白鳥の事だけで誅殺とは、考えがたいことです。何か、真原因がありそうです。お世継ぎ争いとか、政治上の大きな意見の違いだとかです。蘆髪蒲見別王(あしかみかまみ)さんは、ヤマトタケさんのお子さんです。

また、「是年也、太歲壬申。」 の記載があります事は注目されます。 ヲシテ文献の記述での「アスス」がこの「是年也、太歲」の漢訳文に景行天皇紀までの『日本書紀』にあったからです。つまり、ヲシテ文献風の記述が為されていたのを、後世になって漢字訳文に翻訳したことが伺われるのですね。「アスス」の暦のおこなわれていたことがあったかも? これが「太歳」の言葉でして、実に、天武紀まで記載があります。

     14代 仲哀天皇

  九年春二月癸卯朔丁未、天皇忽有痛身、而明日崩。時年五十二。即知、不用神言而早崩。一云、天皇親伐熊襲、中賊矢而崩也。

 仲哀天皇の崩御の事情につきましては、神功皇后の即位前紀に不思議な記事があります。

     15代摂政 神功皇后

  九年春二月、足仲彦天皇崩於筑紫橿日宮。時皇后傷天皇不從神教而早崩、以爲、知所崇之神、欲求財寶國。是以、命群臣及百寮、以解罪改過、更造齋宮於小山田邑。

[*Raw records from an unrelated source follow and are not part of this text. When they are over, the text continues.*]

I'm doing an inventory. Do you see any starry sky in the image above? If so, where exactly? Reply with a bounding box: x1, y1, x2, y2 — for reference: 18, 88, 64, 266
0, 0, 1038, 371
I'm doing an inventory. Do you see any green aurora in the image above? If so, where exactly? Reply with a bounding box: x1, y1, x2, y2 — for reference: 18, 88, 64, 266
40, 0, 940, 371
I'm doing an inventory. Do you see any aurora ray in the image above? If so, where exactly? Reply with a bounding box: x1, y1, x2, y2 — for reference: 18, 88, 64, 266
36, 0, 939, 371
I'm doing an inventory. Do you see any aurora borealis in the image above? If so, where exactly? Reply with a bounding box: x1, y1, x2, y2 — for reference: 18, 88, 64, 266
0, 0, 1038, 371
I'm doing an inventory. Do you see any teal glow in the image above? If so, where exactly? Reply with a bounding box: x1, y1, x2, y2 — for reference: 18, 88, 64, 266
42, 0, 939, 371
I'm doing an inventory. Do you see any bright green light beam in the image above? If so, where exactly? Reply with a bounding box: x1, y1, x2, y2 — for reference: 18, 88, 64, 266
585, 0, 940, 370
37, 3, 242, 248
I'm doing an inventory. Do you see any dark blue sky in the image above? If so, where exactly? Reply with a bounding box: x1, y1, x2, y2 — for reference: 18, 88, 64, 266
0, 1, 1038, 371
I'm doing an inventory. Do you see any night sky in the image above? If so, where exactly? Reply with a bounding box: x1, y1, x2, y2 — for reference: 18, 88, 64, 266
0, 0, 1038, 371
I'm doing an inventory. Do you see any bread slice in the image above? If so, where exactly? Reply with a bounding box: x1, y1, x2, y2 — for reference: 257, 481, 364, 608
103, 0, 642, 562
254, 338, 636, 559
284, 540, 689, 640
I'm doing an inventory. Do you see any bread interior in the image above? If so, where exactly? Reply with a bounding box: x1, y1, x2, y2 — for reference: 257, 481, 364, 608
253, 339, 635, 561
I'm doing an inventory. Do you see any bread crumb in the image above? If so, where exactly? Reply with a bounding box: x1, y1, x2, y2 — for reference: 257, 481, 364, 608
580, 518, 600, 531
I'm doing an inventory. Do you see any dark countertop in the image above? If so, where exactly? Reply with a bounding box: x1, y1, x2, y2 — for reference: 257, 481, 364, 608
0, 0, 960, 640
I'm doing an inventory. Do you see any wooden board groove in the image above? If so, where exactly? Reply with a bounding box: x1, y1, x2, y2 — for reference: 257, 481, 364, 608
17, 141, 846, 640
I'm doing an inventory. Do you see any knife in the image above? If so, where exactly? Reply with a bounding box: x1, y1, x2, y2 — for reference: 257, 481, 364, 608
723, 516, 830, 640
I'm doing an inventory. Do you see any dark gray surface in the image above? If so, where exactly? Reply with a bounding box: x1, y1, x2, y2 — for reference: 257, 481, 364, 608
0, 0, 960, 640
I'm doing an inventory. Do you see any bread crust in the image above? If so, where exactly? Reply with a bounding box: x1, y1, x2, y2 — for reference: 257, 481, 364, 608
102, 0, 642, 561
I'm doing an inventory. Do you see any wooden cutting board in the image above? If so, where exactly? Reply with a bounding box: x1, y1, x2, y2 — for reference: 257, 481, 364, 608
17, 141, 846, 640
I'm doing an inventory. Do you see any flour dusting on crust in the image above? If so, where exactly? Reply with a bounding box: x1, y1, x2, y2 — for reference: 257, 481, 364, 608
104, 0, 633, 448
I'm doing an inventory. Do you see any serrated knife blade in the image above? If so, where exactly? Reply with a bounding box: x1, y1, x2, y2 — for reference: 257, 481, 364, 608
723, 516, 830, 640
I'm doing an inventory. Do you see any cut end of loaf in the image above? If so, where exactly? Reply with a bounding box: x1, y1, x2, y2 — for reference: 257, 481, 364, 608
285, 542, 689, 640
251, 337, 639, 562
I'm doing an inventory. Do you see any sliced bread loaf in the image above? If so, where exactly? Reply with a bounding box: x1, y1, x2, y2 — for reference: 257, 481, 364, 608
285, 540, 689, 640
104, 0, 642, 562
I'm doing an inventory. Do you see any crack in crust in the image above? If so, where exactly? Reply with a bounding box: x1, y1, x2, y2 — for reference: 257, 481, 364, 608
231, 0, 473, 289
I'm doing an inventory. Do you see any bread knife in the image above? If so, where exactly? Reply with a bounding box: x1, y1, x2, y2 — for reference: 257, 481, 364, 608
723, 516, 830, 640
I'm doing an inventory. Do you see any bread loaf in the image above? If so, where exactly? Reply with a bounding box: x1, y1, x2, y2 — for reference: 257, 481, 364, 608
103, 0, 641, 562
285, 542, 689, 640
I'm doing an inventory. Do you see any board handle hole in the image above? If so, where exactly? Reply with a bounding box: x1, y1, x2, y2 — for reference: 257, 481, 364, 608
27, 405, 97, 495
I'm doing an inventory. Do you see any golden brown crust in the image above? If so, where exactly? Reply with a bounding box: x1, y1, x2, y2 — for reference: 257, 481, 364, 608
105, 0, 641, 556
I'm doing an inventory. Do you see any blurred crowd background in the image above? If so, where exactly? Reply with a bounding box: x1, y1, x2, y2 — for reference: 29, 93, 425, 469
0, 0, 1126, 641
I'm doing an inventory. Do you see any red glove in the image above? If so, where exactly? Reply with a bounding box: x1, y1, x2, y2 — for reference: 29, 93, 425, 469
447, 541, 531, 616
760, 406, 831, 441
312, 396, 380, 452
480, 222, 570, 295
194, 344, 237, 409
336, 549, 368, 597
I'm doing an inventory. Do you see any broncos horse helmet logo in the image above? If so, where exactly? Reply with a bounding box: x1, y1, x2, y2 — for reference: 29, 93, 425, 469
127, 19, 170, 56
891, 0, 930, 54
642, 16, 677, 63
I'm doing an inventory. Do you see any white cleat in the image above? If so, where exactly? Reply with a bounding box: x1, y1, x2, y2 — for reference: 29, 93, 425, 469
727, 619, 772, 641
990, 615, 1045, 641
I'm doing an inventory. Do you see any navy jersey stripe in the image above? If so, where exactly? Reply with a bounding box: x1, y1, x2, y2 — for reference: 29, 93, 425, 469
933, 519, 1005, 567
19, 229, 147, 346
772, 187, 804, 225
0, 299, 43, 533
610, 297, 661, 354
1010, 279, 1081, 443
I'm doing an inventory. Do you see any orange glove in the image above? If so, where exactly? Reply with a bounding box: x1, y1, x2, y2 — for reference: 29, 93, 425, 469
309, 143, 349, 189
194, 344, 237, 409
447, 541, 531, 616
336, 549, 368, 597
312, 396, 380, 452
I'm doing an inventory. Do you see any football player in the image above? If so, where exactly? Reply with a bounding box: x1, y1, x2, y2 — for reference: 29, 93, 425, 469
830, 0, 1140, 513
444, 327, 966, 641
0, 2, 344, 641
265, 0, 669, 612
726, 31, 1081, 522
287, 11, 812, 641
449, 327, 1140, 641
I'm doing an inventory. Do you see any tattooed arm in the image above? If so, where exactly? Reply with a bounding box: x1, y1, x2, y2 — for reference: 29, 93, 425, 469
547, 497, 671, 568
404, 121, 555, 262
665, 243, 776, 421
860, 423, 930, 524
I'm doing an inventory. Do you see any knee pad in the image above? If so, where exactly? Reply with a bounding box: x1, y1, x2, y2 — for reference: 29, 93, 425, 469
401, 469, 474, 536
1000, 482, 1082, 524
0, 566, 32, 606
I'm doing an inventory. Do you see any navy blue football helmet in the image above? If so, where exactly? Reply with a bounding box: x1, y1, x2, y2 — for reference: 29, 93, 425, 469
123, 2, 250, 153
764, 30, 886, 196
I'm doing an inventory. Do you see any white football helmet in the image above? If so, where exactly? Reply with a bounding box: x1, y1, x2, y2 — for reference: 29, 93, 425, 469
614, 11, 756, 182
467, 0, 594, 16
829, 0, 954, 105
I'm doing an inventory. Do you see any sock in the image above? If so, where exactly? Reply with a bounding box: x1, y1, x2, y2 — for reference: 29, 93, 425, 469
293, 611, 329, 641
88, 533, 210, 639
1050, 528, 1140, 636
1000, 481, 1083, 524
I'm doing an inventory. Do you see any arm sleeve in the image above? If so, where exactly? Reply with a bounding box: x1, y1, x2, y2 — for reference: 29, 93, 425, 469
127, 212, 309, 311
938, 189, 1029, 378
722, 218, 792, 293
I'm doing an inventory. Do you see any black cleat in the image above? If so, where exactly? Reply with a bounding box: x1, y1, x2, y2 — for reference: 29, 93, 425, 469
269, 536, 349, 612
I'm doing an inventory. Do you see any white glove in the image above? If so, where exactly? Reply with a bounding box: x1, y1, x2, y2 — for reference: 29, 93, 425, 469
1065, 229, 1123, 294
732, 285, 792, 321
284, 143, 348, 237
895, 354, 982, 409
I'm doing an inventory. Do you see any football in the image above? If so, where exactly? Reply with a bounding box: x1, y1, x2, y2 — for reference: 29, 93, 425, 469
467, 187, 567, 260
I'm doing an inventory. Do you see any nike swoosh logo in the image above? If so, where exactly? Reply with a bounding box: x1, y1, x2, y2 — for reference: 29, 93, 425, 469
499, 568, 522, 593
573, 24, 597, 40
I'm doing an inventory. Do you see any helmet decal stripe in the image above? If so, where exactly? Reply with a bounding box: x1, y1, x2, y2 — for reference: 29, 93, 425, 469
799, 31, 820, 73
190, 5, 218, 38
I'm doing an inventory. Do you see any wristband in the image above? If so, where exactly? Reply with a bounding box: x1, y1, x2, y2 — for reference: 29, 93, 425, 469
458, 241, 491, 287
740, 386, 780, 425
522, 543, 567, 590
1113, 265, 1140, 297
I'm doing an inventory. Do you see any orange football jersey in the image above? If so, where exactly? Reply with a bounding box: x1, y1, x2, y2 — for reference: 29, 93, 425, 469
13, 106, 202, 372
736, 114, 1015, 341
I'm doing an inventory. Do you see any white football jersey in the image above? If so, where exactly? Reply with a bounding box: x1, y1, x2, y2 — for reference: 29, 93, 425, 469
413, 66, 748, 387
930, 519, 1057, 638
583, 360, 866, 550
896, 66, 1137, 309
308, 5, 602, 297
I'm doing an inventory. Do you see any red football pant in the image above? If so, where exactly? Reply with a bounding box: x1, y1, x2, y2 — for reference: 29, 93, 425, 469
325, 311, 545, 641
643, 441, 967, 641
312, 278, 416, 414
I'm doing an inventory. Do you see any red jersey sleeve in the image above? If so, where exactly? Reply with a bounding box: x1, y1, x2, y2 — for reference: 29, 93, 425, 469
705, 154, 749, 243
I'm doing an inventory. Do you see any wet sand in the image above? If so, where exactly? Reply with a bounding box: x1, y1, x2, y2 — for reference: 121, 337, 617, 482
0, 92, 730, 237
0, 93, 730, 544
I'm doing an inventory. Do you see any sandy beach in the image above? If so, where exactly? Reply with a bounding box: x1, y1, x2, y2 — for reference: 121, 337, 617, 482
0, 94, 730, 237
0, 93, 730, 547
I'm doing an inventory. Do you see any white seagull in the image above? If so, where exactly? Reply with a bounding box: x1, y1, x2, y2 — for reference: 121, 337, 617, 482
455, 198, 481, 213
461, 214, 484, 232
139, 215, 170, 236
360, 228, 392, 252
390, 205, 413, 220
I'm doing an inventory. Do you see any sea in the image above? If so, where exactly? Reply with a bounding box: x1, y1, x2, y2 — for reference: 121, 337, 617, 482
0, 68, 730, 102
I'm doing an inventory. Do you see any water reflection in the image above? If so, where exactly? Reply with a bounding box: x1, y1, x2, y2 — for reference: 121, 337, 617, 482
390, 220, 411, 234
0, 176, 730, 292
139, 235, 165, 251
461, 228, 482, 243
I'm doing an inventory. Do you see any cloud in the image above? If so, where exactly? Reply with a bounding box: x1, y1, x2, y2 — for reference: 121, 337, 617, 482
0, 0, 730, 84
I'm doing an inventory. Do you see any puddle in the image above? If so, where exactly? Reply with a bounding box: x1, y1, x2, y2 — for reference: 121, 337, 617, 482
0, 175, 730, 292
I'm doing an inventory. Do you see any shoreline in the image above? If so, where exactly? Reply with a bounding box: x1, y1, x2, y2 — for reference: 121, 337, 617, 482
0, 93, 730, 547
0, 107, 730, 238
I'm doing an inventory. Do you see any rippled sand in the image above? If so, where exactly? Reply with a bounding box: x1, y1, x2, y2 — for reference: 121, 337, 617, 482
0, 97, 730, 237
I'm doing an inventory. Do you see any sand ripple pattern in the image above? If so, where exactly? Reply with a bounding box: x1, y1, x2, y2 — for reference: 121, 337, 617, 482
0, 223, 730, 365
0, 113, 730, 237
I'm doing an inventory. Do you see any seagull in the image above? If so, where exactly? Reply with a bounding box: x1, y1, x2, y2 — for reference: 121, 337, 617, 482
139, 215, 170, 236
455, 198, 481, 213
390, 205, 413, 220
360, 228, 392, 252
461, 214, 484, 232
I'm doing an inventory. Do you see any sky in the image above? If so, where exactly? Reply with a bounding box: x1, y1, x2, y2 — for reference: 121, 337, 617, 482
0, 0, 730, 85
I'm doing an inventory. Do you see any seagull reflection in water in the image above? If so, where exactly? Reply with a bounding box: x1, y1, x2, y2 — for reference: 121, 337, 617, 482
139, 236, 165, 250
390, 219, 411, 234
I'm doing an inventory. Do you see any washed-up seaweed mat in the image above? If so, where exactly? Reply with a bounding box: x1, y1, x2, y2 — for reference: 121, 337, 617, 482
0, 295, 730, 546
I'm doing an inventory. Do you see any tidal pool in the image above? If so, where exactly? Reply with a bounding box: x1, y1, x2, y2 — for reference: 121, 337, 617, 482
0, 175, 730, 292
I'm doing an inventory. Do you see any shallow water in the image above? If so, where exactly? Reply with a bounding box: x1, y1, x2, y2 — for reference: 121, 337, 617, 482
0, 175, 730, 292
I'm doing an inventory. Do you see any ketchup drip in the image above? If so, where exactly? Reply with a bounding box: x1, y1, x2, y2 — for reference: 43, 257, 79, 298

 三月壬申朔、皇后選吉日、入齋宮、親爲神主。則命武內宿禰令撫琴。喚中臣烏賊津使主、爲審神者。因以千繒高繒、置琴頭尾、而請曰、先日教天皇者誰神也。願欲知其名。逮于七日七夜、乃答曰、神風伊勢國之百傳度逢縣之拆鈴五十鈴宮所居神、名撞賢木嚴之御魂天疎向津媛命焉。

「神の教えに従わずして」とは? どう言う事か? です。それは、「財宝の国」つまり、新羅への遠征についての事のようです。ムカツヒメの教えであるというのです。まさに、神憑りに染まってきている時代と言えますね。 しかして、神功皇后は新羅遠征に渡海なさいますのでした。

     15代摂政 神功皇后

  冬十月己亥朔辛丑、從和珥津發之。時飛廉起風、陽侯舉浪、海中大魚、悉浮扶船。則大風順吹、帆舶隨波。不勞㯭楫、便到新羅。時隨船潮浪、遠逮國中。卽知、天神地祇悉助歟。新羅王、於是、戰々慄々厝身無所。

神功皇后の対新羅戦争は、朝貢させることを約束させて、一応の成果はあったと、記録されています。